L'innovation visuelle et technique que représentait Sin City lors de sa sortie en 2005 s'est évidemment étiolée au cours des neuf dernières années. D'une certaine façon, l'importance que l'on accorde aux effets spéciaux a aussi profondément changé (il s'agit maintenant de « contribuer » au récit plutôt que de « démontrer » des capacités). Film noir traité au style visuel d'une nouvelle ère de manipulations informatiques, en 2005, le long métrage avait désarmé autant qu'enthousiasmé, sa signature visuelle sans pareille - qui transposait au cinéma un style bédéesque (« graphic novel ») - étant un accomplissement technique impressionnant. Presqu'une décennie plus tard, évidemment, elle l'est moins.

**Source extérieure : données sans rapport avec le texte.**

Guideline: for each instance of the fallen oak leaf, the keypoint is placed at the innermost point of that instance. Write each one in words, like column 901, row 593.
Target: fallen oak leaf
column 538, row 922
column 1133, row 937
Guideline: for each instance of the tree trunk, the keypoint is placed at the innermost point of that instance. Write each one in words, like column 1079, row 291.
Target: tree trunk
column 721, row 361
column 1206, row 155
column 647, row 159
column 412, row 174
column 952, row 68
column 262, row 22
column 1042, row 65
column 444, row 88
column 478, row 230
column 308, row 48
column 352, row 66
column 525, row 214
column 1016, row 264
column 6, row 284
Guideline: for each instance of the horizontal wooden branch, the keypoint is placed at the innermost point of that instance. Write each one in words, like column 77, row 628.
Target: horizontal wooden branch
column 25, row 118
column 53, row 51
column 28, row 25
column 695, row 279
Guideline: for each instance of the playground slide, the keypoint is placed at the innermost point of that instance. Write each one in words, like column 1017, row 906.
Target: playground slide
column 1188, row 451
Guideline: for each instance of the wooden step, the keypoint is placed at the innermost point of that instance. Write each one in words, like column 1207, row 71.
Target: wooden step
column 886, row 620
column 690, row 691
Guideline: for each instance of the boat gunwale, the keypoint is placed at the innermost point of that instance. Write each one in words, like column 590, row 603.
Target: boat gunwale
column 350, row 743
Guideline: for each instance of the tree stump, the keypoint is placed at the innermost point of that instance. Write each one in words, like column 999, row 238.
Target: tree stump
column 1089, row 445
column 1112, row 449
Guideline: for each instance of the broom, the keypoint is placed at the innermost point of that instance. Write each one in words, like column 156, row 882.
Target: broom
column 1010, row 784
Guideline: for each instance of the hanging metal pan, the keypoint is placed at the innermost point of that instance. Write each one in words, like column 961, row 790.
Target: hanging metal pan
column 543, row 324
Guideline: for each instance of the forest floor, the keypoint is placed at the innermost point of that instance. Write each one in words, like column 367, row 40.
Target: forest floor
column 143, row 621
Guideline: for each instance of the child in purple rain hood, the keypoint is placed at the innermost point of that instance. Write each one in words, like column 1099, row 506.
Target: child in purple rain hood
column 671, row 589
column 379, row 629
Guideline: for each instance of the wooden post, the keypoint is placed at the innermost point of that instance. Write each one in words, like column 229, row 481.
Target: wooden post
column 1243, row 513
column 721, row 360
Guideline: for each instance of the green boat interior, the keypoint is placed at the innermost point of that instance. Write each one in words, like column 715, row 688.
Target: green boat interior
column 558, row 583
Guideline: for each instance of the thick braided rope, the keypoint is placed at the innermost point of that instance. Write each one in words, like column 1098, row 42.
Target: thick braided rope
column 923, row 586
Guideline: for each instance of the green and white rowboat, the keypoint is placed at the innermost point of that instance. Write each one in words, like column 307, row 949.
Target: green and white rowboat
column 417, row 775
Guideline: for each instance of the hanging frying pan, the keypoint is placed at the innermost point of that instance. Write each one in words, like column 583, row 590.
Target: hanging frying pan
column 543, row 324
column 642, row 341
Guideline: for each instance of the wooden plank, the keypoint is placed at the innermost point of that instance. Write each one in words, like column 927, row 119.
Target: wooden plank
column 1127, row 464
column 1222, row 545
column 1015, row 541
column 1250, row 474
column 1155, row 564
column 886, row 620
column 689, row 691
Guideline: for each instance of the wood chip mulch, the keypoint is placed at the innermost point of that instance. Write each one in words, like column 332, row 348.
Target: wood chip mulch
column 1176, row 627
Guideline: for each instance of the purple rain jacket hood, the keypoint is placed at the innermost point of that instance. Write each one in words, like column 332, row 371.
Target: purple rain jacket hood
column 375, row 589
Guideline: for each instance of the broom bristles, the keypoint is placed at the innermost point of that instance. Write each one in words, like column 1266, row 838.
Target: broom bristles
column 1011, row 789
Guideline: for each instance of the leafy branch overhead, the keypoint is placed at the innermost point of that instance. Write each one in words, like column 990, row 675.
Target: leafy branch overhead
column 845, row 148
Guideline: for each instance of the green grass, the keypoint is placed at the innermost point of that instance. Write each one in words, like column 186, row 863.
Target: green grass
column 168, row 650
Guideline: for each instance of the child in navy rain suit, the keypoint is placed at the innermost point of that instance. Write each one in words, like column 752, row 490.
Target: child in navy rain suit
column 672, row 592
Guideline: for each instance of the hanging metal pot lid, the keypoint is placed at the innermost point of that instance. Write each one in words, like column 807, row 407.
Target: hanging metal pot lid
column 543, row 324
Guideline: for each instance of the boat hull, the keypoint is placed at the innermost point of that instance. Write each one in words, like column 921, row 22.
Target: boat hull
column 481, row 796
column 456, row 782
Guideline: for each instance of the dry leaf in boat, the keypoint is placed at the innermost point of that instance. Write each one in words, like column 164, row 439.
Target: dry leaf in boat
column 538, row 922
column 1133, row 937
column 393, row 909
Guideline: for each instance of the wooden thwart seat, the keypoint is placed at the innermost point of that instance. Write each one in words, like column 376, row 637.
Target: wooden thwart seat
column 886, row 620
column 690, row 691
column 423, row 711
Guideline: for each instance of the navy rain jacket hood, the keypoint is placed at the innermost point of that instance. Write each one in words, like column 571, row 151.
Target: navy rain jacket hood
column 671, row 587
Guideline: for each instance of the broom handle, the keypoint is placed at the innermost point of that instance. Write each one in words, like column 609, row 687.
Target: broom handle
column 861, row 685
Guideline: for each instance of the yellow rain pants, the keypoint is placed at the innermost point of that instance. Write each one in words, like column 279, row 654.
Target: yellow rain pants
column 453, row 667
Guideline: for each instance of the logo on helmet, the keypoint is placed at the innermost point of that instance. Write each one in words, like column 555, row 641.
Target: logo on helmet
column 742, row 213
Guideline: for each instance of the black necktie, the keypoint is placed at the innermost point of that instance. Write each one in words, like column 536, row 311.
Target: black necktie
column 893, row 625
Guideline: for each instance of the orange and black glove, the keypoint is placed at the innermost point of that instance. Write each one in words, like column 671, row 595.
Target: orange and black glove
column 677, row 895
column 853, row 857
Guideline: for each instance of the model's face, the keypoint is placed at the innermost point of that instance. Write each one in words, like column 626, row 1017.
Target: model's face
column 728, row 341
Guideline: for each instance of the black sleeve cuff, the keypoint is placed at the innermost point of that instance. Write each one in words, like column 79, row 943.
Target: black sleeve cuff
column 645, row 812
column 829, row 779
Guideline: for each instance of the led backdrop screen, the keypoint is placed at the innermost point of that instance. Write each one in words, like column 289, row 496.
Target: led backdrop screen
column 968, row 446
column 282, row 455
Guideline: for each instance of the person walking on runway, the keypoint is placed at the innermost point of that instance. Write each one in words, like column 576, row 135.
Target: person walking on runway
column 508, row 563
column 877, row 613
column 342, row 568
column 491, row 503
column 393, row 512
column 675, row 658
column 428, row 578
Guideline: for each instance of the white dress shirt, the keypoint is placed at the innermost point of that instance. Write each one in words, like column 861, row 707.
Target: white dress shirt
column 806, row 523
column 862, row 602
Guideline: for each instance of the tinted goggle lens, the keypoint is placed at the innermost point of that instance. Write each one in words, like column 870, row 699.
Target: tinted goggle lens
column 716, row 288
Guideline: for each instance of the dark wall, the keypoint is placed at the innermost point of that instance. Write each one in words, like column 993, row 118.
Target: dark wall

Résultat : cette suite, malgré d'évidentes similitudes avec son prédécesseur, est moins passionnante, moins émouvante, moins unique. Pas la faute aux interprètes, qui sont dédiés, malgré que l'accumulation de caméos finir par agacer après que de nombreux visages connus soient venus lancer quelques répliques pour une courte scène qui n'aura finalement aucun impact sur a trame principale. Trame qui est évidemment tordue, chronologiquement et moralement parlant, sans que ce soit aussi brutalement pervers que le premier volet. Sin City: A Dame to Kill For est donc régulièrement trop inutilement long et redondant. Sin City prenait le temps d'installer des enjeux et de les rendre palpables.
Ces histoires, qui sont aussi sanglantes que dans le volet précédant, sont moins passionnantes, moins habilement amalgamées, et généralement moins inspirantes. L'abnégation tragique d'un Hartigan ou la cruauté inhumaine d'un Kevin manquent à l'histoire assez inoffensive d'un jeune joueur provocateur nommé Johnny (Joseph Gordon-Levitt, qui a la gueule de l'emploi) et du récit de vengeance d'une Nancy très pudique pour une danseuse (Jessica Alba, étonnamment inintéressante et ridicule en alcoolique). Et Clive Owen était bien plus charismatique que ne l'est Josh Brolin. Mickey Rourke ne fait que se battre, juste « parce que »...
Robert Rodriguez et Frank Miller, qui se partagent la tâche derrière la caméra, n'accomplissent pas un mauvais boulot, mais semblent sur le pilote automatique. Par rapport au premier film, les mêmes stratagèmes, les mêmes touches de couleur parsemées ici et là, sans que ce soit véritablement convaincant. Ni vraiment raté non plus. Le film a encore du style, mais il est dispersé, à travers des scènes de combats nombreuses mais assez convenues. Eva Green est absolument démesurée dans le seul rôle qui l'est vraiment.
Sin City: A Dame to Kill For reste un divertissement mature tout à fait potable, un film d'ultra-violence habile, mais qui ne surpasse jamais ce simple état. Du style, mais pas de vie, et certainement pas de regard dans l'âme humaine par le truchement du langage cinématographique. On est plus près du Spirit que de Sin City.